Move batching and field logic from inputter to dsets #1196

flauted · 2019-01-22T13:33:22Z

Move inputters.make_img -> inputters.image_dataset.batch_img (no change other than renaming)
Move inputters.make_audio -> inputters.image_dataset.batch_audio (no change other than renaming)
*Move inputters._feature_tokenize -> inputters.text_dataset._feature_tokenize (no change)
Refactor get_fields to dispatch to the datatype's (new) fields function. The function takes arbitrary arguments so it's extensible without a case-like structure over the datatypes in get_fields. It returns fields that are to be "top-level" (src_lengths for audio) as well as ones that are scoped under the dataset's side (src/tgt).

Originally part of #1194

bpopeters · 2019-01-22T14:44:02Z

I'm in favor of moving things out of inputter.py because it's not at all clear what an "inputter" is.
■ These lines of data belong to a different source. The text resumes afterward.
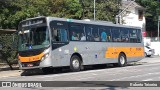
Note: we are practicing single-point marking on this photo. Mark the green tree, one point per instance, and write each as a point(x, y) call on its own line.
point(7, 52)
point(152, 11)
point(105, 9)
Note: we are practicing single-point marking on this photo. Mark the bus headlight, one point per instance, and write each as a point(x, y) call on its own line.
point(42, 58)
point(46, 54)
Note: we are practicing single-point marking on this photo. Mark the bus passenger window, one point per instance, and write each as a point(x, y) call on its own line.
point(75, 36)
point(83, 37)
point(103, 36)
point(96, 37)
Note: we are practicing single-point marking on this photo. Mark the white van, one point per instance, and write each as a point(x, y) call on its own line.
point(148, 51)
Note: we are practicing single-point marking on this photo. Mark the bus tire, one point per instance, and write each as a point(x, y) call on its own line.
point(75, 63)
point(47, 70)
point(122, 61)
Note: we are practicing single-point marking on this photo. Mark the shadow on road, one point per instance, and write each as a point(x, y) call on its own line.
point(67, 70)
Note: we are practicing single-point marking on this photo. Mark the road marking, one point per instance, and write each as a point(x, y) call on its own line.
point(147, 80)
point(85, 78)
point(135, 76)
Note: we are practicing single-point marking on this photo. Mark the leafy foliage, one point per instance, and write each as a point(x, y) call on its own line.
point(152, 11)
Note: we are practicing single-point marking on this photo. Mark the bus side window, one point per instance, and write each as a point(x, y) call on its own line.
point(76, 32)
point(116, 35)
point(133, 36)
point(139, 35)
point(124, 35)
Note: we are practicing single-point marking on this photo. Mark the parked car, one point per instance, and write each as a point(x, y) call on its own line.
point(148, 51)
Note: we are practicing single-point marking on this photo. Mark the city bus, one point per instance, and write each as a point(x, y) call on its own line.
point(51, 42)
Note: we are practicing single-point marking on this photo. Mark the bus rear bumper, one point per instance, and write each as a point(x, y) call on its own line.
point(34, 65)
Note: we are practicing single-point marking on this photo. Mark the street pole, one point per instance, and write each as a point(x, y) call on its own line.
point(94, 10)
point(158, 27)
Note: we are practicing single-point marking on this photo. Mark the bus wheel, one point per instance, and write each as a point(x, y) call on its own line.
point(47, 70)
point(122, 60)
point(75, 63)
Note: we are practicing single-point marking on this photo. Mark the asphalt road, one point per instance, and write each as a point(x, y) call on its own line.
point(139, 72)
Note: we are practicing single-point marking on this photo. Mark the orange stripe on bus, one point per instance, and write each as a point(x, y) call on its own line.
point(113, 52)
point(31, 58)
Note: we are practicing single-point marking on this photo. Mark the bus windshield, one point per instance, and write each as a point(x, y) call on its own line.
point(33, 38)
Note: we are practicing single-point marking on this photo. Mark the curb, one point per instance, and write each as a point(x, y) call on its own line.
point(13, 73)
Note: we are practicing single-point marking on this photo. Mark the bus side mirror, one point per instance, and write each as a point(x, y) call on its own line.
point(14, 41)
point(1, 46)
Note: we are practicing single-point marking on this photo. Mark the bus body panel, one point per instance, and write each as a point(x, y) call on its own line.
point(91, 52)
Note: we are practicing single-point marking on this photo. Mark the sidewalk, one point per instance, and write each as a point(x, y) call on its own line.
point(13, 73)
point(10, 73)
point(153, 59)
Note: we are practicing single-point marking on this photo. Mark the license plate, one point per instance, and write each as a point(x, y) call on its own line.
point(29, 65)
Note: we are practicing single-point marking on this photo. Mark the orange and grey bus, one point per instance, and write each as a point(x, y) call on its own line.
point(46, 42)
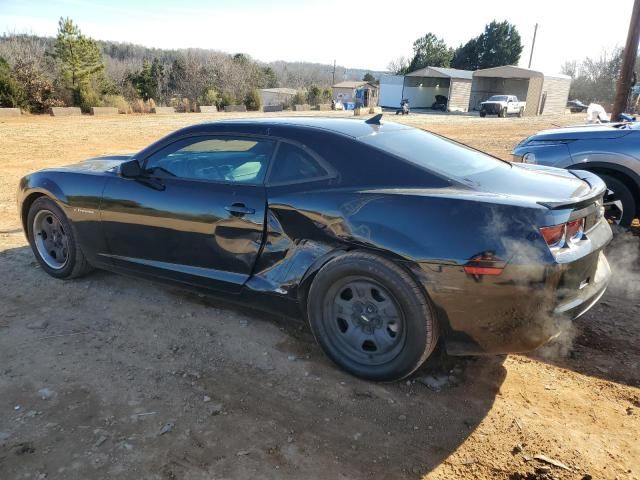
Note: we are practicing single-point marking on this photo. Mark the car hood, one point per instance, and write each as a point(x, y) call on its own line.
point(595, 132)
point(99, 164)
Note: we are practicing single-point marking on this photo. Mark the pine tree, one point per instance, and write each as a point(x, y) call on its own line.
point(80, 60)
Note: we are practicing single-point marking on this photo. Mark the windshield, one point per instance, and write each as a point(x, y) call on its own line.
point(435, 153)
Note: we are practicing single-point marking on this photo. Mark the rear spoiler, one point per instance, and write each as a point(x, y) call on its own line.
point(598, 189)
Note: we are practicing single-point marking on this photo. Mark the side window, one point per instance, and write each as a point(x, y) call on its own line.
point(293, 164)
point(223, 159)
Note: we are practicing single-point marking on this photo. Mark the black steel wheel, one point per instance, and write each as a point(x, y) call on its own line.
point(53, 240)
point(371, 317)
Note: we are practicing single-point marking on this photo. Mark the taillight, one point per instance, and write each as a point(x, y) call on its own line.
point(554, 236)
point(575, 230)
point(566, 234)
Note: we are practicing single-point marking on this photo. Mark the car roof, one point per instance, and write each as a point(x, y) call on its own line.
point(351, 127)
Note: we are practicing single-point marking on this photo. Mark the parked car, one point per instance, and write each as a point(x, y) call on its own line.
point(404, 107)
point(502, 105)
point(576, 106)
point(611, 151)
point(386, 238)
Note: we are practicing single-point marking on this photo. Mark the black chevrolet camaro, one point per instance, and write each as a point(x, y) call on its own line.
point(387, 239)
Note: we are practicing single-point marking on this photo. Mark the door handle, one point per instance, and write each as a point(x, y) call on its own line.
point(239, 209)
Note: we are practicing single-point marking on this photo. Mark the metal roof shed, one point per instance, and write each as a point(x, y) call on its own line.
point(421, 87)
point(544, 93)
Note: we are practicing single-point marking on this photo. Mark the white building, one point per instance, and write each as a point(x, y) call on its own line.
point(422, 86)
point(276, 96)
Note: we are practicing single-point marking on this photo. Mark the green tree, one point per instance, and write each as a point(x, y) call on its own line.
point(252, 100)
point(269, 78)
point(80, 60)
point(10, 93)
point(499, 45)
point(467, 56)
point(430, 51)
point(314, 95)
point(147, 80)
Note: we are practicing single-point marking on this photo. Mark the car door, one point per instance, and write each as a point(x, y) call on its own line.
point(197, 213)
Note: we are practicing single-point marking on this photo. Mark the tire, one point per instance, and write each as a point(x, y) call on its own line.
point(64, 259)
point(370, 317)
point(623, 196)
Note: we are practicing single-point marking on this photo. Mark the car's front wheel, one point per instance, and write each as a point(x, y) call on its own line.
point(619, 206)
point(370, 317)
point(53, 241)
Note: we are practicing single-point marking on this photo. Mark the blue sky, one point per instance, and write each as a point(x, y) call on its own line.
point(364, 34)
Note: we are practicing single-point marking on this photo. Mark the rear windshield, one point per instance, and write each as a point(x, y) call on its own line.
point(435, 153)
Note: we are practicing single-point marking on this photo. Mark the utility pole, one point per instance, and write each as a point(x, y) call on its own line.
point(533, 44)
point(623, 86)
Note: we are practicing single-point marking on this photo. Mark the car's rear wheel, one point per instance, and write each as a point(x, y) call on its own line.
point(370, 317)
point(620, 206)
point(53, 241)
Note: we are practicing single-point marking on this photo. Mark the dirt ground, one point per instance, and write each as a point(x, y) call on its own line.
point(113, 377)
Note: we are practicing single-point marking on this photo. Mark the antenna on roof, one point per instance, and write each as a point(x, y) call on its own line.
point(375, 120)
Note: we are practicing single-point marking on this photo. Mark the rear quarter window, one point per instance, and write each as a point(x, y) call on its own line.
point(435, 153)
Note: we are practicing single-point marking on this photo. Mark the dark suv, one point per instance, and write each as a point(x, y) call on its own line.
point(612, 151)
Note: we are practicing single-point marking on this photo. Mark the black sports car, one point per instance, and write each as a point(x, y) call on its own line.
point(388, 239)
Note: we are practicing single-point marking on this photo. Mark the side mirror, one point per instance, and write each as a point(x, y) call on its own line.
point(130, 169)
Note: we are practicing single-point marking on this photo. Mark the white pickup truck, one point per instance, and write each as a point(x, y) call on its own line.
point(502, 105)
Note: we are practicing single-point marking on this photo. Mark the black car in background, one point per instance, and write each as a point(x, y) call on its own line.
point(611, 151)
point(387, 239)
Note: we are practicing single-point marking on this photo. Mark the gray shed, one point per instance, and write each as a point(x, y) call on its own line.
point(421, 87)
point(544, 93)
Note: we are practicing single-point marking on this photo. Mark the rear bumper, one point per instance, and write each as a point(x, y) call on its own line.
point(587, 296)
point(521, 309)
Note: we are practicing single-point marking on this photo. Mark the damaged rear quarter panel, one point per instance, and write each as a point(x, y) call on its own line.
point(307, 228)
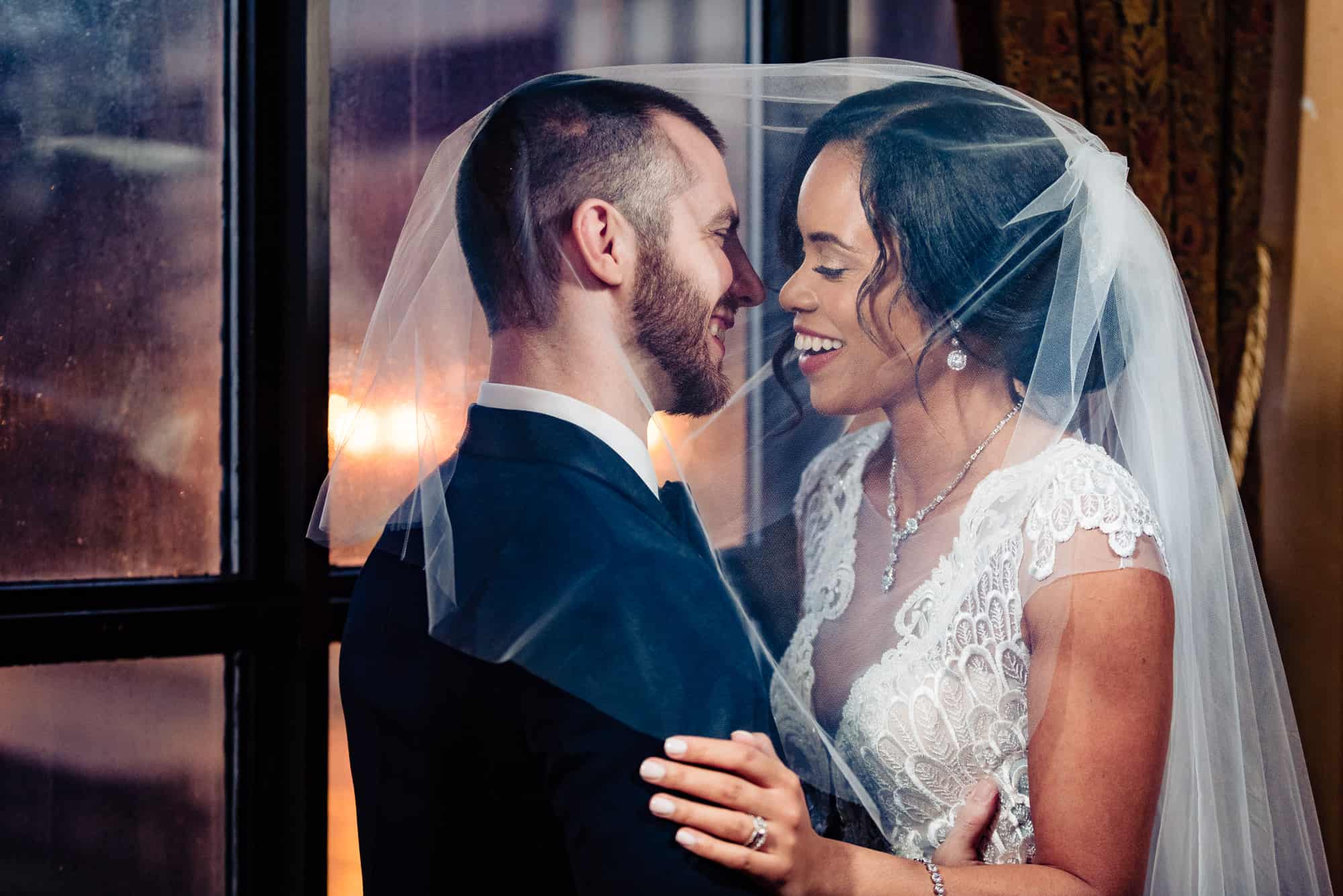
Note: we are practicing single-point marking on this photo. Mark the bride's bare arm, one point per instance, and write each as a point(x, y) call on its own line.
point(1101, 681)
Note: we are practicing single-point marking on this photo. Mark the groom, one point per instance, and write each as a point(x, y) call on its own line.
point(597, 220)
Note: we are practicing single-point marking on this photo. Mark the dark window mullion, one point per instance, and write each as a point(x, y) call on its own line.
point(276, 687)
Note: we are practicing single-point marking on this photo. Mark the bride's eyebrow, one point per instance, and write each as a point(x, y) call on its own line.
point(827, 236)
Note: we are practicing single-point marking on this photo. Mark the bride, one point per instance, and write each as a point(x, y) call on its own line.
point(1031, 581)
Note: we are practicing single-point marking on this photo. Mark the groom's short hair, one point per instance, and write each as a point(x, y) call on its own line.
point(539, 153)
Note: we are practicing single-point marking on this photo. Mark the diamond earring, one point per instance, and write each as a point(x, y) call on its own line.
point(957, 358)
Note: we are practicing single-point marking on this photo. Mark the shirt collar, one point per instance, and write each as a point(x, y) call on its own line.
point(614, 434)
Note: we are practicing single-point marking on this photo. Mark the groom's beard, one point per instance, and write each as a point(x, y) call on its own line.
point(669, 318)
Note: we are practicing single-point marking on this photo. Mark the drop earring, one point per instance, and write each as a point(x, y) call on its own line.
point(957, 358)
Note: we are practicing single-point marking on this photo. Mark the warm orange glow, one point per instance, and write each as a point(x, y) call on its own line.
point(362, 432)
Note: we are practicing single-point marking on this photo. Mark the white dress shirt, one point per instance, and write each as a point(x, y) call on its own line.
point(614, 434)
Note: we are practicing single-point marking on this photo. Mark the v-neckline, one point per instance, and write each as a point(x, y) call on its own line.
point(943, 558)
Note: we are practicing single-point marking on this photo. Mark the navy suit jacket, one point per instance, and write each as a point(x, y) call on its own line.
point(516, 773)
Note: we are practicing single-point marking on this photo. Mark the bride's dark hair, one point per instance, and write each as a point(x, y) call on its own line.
point(941, 212)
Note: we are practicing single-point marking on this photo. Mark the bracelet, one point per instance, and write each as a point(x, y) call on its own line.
point(939, 889)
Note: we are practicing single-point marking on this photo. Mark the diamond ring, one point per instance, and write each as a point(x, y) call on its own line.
point(759, 832)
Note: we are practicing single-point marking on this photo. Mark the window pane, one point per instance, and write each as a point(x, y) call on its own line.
point(915, 30)
point(113, 777)
point(111, 164)
point(406, 72)
point(343, 871)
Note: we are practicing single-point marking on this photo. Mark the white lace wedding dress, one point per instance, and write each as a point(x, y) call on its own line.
point(923, 691)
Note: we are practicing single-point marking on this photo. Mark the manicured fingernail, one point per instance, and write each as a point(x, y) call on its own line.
point(661, 807)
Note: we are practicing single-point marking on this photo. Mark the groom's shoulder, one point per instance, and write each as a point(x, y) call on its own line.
point(543, 509)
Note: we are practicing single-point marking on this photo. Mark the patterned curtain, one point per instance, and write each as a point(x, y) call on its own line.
point(1181, 89)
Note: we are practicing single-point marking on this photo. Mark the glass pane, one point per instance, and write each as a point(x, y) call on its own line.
point(406, 72)
point(111, 170)
point(113, 777)
point(915, 30)
point(343, 874)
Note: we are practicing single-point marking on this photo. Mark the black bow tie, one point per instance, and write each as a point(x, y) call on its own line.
point(676, 501)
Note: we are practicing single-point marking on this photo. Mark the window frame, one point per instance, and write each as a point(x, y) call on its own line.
point(277, 605)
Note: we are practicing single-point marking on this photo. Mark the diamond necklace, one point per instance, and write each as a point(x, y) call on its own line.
point(900, 533)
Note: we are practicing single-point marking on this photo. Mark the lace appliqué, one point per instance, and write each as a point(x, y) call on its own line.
point(947, 703)
point(1090, 491)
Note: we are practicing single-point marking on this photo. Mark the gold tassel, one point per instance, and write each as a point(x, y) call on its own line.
point(1252, 369)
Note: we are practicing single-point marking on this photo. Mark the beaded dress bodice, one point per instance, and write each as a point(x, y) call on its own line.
point(946, 702)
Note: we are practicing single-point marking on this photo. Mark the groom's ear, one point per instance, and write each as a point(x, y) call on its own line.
point(605, 243)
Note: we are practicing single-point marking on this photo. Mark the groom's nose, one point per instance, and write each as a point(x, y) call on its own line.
point(746, 290)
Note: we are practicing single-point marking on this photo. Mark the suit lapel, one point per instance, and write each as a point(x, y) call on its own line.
point(538, 438)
This seems very promising. The refactor of get_fields is much needed.

Could you explain the distinction between top-level and other fields? It seems to necessitate the text_fields and image_fields functions returning empty lists alongside their real output, and I wonder if there is a way to handle this without that.

flauted · 2019-01-22T15:55:20Z

It's there because of this bit in the current master get_fields:

if src_data_type == 'audio':
    # only audio has src_lengths
    length = Field(use_vocab=False, dtype=torch.long, sequential=False)
    fields["src_lengths"] = [("src_lengths", length)]

For whatever reason, that "src_lengths" field is scoped at the same level as "src" and "tgt" in the fields dictionary. Maybe that can be changed, I don't know enough about what the audio datatype does with it.

bpopeters · 2019-01-22T16:20:31Z

I think it is used for sequence packing, the same as the lengths used for the text source field. It would be nice if the lengths could be created the same way for audio as for text, but I don't think it can it can be done unless the audio field has sequential=True, but it's not clear to me what will happen when combining sequential=True with use_vocab=False.

vince62s · 2019-01-22T16:41:43Z

A while ago I tried to get rid of src_lengths (number of frames) for audio, based on padding.
But it is not so easy IIRC there is also this pooling thing that conflicts a bit.
Anyway, if you guys think it's ready to merge, let mle know.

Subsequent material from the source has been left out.